Тысяча ключей Мерлина

Язык: Русский
Год издания: 2025
Добавлена:
Настройки чтения
Размер шрифта
Высота строк
Поля
На страницу:
1 из 5

Tom Paine

Тысяча ключей Мерлина

Глава 1

«Вся моя семья, включая мою жену, твою бабушку, маму, и, вероятно, тебе они тоже сказали, что я безработный, алкоголик или даже сумасшедший, но это далеко не так. Хотя, признаться честно, я и сам себя иногда считаю сумасшедшим. Я один из тысячи хранителей ключей Мерлина, как и мой дед и его дед. Ты должен стать следующим хранителем, когда я умру! Учитывая, что ты читаешь это письмо, значит, я, вероятно, уже мертв.

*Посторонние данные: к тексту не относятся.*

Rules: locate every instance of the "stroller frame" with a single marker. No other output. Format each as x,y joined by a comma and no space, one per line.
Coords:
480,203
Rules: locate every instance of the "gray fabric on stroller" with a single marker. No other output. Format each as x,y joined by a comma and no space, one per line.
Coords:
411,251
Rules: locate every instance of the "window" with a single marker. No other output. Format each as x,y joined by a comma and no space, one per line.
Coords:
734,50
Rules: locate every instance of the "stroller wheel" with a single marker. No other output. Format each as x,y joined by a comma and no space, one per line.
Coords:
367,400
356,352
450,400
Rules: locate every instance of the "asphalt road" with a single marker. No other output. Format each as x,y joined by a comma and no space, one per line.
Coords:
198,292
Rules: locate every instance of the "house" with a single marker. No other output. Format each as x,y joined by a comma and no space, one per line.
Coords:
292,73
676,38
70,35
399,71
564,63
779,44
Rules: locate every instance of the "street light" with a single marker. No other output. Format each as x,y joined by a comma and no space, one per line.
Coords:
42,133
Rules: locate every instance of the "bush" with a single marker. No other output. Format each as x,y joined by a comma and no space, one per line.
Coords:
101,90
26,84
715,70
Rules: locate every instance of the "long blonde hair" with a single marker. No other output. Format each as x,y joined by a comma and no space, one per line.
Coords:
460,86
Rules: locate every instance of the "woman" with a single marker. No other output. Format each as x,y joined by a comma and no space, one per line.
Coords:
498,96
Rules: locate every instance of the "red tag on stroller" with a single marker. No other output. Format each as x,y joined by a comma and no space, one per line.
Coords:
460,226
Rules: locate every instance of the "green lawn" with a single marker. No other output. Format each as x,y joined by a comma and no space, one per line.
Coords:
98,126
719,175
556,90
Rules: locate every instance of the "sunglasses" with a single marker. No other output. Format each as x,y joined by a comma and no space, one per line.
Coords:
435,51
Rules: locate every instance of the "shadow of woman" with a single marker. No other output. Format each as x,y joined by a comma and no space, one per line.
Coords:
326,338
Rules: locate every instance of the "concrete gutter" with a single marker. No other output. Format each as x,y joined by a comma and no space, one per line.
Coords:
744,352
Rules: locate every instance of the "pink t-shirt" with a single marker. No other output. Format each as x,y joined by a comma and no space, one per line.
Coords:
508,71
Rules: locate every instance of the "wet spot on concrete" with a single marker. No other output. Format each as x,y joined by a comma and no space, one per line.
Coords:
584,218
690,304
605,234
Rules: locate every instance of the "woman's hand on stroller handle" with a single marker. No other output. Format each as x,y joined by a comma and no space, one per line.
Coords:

Мой ключ и все, что нужно знать, ты найдешь в моей квартире, надеюсь, ты помнишь, где она находится.

Андрей, поверь своему деду! Я не такой, как тебе обо мне рассказывали…»

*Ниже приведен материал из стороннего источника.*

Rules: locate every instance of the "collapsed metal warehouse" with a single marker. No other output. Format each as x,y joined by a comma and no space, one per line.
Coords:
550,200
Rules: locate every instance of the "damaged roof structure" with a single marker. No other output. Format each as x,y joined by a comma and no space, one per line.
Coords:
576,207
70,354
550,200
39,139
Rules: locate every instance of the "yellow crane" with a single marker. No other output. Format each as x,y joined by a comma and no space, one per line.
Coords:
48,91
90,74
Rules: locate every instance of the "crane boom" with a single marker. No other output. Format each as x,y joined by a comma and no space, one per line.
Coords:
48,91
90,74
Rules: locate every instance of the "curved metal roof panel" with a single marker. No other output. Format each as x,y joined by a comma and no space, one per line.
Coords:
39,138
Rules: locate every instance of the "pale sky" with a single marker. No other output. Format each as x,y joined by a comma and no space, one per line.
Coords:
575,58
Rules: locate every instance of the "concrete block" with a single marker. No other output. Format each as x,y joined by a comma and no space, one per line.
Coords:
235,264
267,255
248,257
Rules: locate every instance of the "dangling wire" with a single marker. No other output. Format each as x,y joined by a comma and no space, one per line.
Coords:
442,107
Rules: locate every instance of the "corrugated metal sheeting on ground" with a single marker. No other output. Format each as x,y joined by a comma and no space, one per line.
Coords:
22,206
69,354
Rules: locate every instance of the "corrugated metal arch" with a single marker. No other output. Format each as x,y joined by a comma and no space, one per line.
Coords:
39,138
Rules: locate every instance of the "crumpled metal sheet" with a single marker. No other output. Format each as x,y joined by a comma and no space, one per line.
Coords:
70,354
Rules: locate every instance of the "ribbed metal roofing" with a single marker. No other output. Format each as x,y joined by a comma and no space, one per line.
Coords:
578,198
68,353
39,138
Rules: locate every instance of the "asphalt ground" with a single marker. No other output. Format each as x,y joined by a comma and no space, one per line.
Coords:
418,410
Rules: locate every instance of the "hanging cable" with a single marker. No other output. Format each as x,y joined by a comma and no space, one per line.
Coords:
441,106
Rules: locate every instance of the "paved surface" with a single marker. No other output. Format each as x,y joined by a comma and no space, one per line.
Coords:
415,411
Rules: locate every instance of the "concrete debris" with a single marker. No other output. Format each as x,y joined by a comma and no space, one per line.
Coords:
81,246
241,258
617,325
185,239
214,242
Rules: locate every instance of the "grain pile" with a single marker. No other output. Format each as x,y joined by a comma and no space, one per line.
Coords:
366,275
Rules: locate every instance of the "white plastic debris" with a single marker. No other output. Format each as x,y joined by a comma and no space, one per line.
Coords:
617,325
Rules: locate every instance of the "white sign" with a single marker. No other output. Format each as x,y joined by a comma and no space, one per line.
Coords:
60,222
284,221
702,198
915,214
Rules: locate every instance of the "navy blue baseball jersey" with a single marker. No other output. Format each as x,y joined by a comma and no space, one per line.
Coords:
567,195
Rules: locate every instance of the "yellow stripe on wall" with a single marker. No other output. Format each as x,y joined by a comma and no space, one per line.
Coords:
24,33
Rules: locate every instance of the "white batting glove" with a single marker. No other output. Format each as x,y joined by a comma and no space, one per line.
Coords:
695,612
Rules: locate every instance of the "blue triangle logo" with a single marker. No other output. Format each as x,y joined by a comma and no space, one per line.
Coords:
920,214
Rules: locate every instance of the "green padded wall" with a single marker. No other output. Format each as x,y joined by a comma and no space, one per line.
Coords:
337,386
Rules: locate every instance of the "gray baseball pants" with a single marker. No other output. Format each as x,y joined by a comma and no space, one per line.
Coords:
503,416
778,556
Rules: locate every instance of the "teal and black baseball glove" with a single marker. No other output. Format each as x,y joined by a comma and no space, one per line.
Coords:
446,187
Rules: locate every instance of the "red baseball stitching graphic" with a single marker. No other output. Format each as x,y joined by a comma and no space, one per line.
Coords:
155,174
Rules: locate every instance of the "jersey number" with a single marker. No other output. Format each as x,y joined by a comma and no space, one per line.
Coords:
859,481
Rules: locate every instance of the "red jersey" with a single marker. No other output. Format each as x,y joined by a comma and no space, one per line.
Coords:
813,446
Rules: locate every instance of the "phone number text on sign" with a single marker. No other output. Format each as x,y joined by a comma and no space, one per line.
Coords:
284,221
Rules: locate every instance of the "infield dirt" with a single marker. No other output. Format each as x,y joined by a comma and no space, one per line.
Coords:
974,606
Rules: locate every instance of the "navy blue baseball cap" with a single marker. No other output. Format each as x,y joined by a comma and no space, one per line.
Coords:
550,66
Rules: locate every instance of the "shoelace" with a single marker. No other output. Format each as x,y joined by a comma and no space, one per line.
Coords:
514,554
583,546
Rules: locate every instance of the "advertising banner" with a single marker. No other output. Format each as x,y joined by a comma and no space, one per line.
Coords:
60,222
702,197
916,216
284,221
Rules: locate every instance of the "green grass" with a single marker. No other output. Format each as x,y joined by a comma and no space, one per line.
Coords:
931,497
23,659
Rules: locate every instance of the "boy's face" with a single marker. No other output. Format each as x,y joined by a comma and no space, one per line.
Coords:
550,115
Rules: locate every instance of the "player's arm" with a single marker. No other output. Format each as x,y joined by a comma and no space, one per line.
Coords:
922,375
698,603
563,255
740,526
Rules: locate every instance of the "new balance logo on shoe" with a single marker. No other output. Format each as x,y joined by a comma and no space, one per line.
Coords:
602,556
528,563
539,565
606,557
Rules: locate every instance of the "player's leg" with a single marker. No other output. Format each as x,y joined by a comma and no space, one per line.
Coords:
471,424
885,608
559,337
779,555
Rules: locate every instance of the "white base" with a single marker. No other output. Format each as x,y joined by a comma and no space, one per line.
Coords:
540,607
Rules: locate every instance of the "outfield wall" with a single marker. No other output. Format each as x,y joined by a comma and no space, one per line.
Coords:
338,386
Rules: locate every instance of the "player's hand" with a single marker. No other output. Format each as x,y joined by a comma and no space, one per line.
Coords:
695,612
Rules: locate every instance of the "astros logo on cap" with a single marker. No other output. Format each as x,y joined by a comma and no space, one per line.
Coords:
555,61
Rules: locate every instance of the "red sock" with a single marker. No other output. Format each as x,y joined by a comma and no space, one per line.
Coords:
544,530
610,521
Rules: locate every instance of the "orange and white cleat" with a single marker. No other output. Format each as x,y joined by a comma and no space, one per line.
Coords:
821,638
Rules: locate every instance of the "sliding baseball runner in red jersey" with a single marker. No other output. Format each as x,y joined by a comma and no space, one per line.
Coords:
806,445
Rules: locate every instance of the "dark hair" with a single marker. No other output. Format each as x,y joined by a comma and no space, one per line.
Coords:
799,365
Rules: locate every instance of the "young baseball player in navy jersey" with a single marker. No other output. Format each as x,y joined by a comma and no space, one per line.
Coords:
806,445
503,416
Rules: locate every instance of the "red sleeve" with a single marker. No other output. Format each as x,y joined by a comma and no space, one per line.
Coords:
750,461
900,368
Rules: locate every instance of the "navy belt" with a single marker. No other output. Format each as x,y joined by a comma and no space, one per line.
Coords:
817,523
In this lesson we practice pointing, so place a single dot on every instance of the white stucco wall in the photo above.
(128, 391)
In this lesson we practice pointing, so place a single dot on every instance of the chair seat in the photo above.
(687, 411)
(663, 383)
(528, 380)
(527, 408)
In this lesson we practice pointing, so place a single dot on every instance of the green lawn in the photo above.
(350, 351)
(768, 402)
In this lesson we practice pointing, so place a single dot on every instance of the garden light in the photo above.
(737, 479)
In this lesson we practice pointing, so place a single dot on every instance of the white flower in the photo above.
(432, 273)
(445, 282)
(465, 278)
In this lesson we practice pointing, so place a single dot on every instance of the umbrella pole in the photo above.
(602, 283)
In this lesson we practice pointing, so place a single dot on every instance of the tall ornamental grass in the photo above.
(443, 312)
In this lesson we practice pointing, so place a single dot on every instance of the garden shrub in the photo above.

Отрывок из письма Петра Осипова

своему внуку Андрею Осипову

***

Я лежал в своей кровати и смотрел на часы, которые показывали шесть утра, и умолял их про себя, чтобы цифры на электронном табло сменялись не так часто и дали мне возможность полежать в кровати и смачно потягиваться, прежде чем мне придётся встать и отправиться в университет. Я любил свой университет, но не так давно начавшийся третий курс успел меня вымотать. Хотя, возможно, подработка в баре по ночам меня выматывала? Маме выписали новые более дорогие лекарства, и вариантов не работать попросту нет, а ее пенсии как не хватало на лекарства, так и не хватает. С мыслью о маме я заставил себя подняться и выйти из своей комнаты.

Мы жиле не богато, можно сказать, что даже бедно. Ремонта наша квартира не видела со времен, когда в ней еще проживал мой отец, а учитывая, что я никогда его не видел в осознанном возрасте, а мне уже девятнадцать, выходит так, что ремонта не было всю мою жизнь – я улыбнулся.

Дверь со скрипом закрылась, и сидевшая на кухне, которая находилась в конце коридора, мама услышала и, улыбаясь, повернулась.

– Доброе утро, сынок, – произнесла она.

– Доброе, – ответил я и направился в ванную комнату.

Зайдя в ванную, я вновь услышал журчание воды из неисправного унитаза. Я несколько раз пробовал его починить, но никак не получалось, он каждый раз вновь начинал журчать, а иногда издавать звуки, больше похожие на рев какого-то животного. Я так хотел его поменять, но денег на это не было, и я, как и все остальное, отложил эту мечту на полку. Знаете, такую полку, которая находится на самом верху книжного шкафа, на которую можно забраться, если только забраться по пятиметровой лестнице. Это говорит лишь о том, что эта мечта была куда менее важная, чем сотни других, например, заменить радиатор отопления в спальне мамы, чтобы она не мерзла зимой и не одевалась в тысячу одежд, или хотя бы купить обогреватель.

Задумавшись о своих мечтах, я ударился ногой об унитаз, отчего я скорчился и в небольшой комнате дернулся к ноге и в тот же миг ударился лбом об раковину. Откинувшись назад, я, чуть не упав в ванну, успел схватиться за ее край и едва устоял, чтобы не перевалиться в нее, ведь уже не впервые меня наказывает сантехника, когда я мечтаю о ее замене.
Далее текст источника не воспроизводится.